Während dadurch einerseits die Renditen sinken, steigen im Gegenzug die Kosten. Produktionsstandorte in Hochlohnländern wie Deutschland sind kaum noch wirtschaftlich zu betreiben. Zudem schlagen sich die hohen Preise für Öl und Stahl in den Produktionskosten nieder.

Überkapazitäten. Entsprechend sehen sich viele Hersteller zurzeit gezwungen, groß angelegte Einsparungsprogramme umzusetzen und die Kapazitäten zu kappen.

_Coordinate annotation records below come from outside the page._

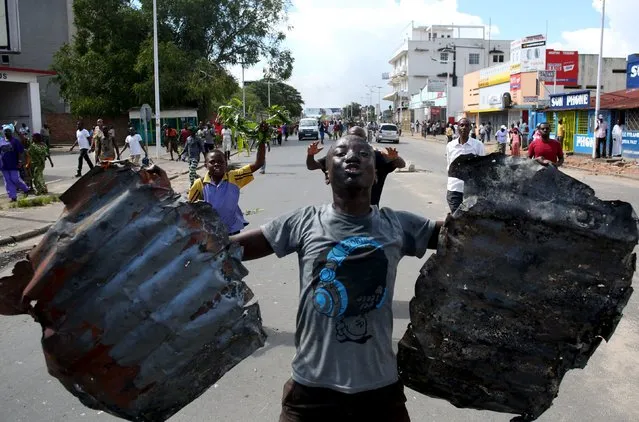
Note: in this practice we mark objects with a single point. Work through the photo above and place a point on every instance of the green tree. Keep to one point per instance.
(227, 32)
(108, 67)
(352, 110)
(96, 71)
(281, 94)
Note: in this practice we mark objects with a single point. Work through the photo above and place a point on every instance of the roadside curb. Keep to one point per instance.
(41, 230)
(25, 236)
(597, 173)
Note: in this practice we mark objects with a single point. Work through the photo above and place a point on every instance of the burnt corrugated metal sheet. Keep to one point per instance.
(139, 294)
(530, 274)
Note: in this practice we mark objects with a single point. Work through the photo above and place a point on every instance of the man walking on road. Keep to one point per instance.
(460, 146)
(348, 253)
(82, 141)
(502, 139)
(134, 142)
(12, 158)
(601, 132)
(545, 150)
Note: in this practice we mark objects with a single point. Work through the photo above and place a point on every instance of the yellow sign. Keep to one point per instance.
(495, 75)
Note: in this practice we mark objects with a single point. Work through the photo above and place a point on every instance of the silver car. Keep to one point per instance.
(388, 132)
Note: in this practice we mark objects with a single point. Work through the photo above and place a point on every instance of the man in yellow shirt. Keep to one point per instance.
(561, 131)
(220, 187)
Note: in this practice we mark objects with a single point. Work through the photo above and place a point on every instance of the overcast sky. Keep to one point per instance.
(340, 46)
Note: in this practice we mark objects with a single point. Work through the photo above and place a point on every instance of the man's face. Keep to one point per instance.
(464, 128)
(216, 164)
(545, 130)
(351, 163)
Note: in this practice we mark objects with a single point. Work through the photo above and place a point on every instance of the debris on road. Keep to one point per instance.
(530, 274)
(612, 166)
(128, 327)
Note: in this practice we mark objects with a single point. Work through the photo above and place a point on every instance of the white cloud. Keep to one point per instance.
(342, 45)
(619, 32)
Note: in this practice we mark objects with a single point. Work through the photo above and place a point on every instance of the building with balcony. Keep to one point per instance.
(521, 92)
(431, 62)
(32, 32)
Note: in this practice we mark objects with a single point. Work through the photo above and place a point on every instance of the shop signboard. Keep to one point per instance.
(566, 64)
(632, 72)
(630, 144)
(490, 98)
(546, 76)
(515, 82)
(495, 75)
(528, 54)
(436, 85)
(573, 100)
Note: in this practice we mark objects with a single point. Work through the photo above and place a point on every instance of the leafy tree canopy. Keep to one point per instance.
(108, 68)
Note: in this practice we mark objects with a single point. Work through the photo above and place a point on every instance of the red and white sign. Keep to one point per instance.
(566, 64)
(515, 82)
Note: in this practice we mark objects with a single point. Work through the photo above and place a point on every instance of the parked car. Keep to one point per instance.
(308, 129)
(388, 132)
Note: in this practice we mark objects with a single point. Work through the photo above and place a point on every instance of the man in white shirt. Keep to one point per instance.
(227, 140)
(134, 143)
(601, 133)
(82, 140)
(460, 146)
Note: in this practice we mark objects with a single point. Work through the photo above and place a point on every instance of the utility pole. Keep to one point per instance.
(243, 92)
(598, 95)
(156, 74)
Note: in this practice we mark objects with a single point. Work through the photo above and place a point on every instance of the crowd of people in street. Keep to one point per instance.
(23, 157)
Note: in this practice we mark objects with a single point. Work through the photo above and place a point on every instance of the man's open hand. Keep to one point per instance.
(313, 149)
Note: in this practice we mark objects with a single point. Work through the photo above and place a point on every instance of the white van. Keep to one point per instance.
(308, 129)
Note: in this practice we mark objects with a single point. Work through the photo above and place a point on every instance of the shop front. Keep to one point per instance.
(574, 110)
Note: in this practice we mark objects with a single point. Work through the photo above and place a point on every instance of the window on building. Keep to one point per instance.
(632, 119)
(582, 122)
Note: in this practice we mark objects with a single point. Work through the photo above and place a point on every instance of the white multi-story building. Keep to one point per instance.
(428, 68)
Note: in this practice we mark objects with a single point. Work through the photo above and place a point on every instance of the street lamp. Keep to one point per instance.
(156, 77)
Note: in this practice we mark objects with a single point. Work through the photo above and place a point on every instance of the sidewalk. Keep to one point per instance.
(610, 167)
(17, 224)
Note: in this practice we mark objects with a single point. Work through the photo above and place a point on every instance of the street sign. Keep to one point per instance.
(546, 75)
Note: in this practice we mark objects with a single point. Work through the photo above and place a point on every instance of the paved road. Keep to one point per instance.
(607, 389)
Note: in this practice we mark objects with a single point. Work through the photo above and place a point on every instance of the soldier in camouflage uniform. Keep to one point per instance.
(38, 153)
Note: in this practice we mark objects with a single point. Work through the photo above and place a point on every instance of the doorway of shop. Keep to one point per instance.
(569, 121)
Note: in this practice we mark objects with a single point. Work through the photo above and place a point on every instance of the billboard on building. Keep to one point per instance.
(490, 97)
(566, 66)
(632, 72)
(436, 85)
(528, 54)
(9, 27)
(494, 75)
(515, 82)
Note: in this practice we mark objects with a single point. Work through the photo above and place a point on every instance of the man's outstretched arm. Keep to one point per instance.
(254, 243)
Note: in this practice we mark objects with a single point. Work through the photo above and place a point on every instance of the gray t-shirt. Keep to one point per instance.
(347, 277)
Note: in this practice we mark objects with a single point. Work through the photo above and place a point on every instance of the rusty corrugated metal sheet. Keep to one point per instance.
(139, 294)
(530, 274)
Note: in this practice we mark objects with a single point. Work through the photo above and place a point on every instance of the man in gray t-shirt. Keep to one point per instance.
(348, 254)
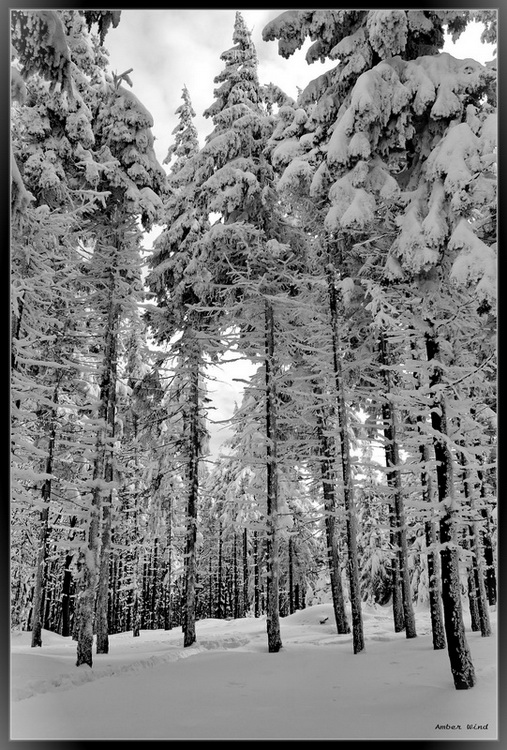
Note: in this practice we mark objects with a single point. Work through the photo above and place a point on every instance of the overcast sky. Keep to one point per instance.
(170, 48)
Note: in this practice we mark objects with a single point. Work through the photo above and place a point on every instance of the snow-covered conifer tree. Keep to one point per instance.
(396, 123)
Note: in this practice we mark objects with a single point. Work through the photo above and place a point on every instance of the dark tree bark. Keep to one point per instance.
(327, 463)
(477, 566)
(40, 570)
(219, 607)
(457, 646)
(350, 511)
(246, 602)
(433, 562)
(272, 554)
(394, 482)
(291, 575)
(193, 489)
(257, 606)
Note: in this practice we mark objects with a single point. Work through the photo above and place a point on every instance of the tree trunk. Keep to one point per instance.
(459, 653)
(246, 603)
(488, 547)
(476, 550)
(193, 488)
(167, 585)
(437, 620)
(394, 482)
(108, 413)
(291, 575)
(40, 571)
(272, 554)
(351, 516)
(219, 608)
(257, 608)
(330, 507)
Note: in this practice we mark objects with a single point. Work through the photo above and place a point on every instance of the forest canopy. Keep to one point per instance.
(344, 244)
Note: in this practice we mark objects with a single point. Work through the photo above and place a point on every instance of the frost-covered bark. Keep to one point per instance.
(457, 646)
(327, 464)
(348, 489)
(433, 561)
(192, 468)
(272, 540)
(394, 481)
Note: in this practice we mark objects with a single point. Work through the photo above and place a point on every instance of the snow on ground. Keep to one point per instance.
(227, 685)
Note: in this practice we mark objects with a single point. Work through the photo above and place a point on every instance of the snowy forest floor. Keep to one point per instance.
(227, 685)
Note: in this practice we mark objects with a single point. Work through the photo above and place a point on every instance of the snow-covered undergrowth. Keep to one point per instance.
(315, 687)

Berater Kreutzer: „Die Überkapazitäten sind fast ausschließlich in jenen Märkten vorhanden, die kaum noch Wachstumspotenzial bergen, also in Europa und den USA.“ Volkswagen-Chef Bernd Pischetsrieder hat bereits ihm Vorjahr ein Sparprogramm gestartet und will im laufenden Jahr die Kosten konzernweit noch einmal um über drei Milliarden Euro senken. Opel ist gerade dabei, die Fertigungskapazitäten gravierend zu redimensionieren. Die Werke von Fiat sind durchschnittlich nur zu 70 Prozent ausgelastet. Ford hat bereits ein Restrukturierungsprogramm laufen und General Motors wird vermutlich bald ähnliche Schritte setzen müssen. Andreas Zielke, Berater bei McKinsey, schätzt, dass die Überkapazitäten in der Autoindustrie „weltweit eine Größenordnung von 25 bis 30 Prozent“ erreicht haben. Anpassungen seien seiner Meinung nach unabdingbar.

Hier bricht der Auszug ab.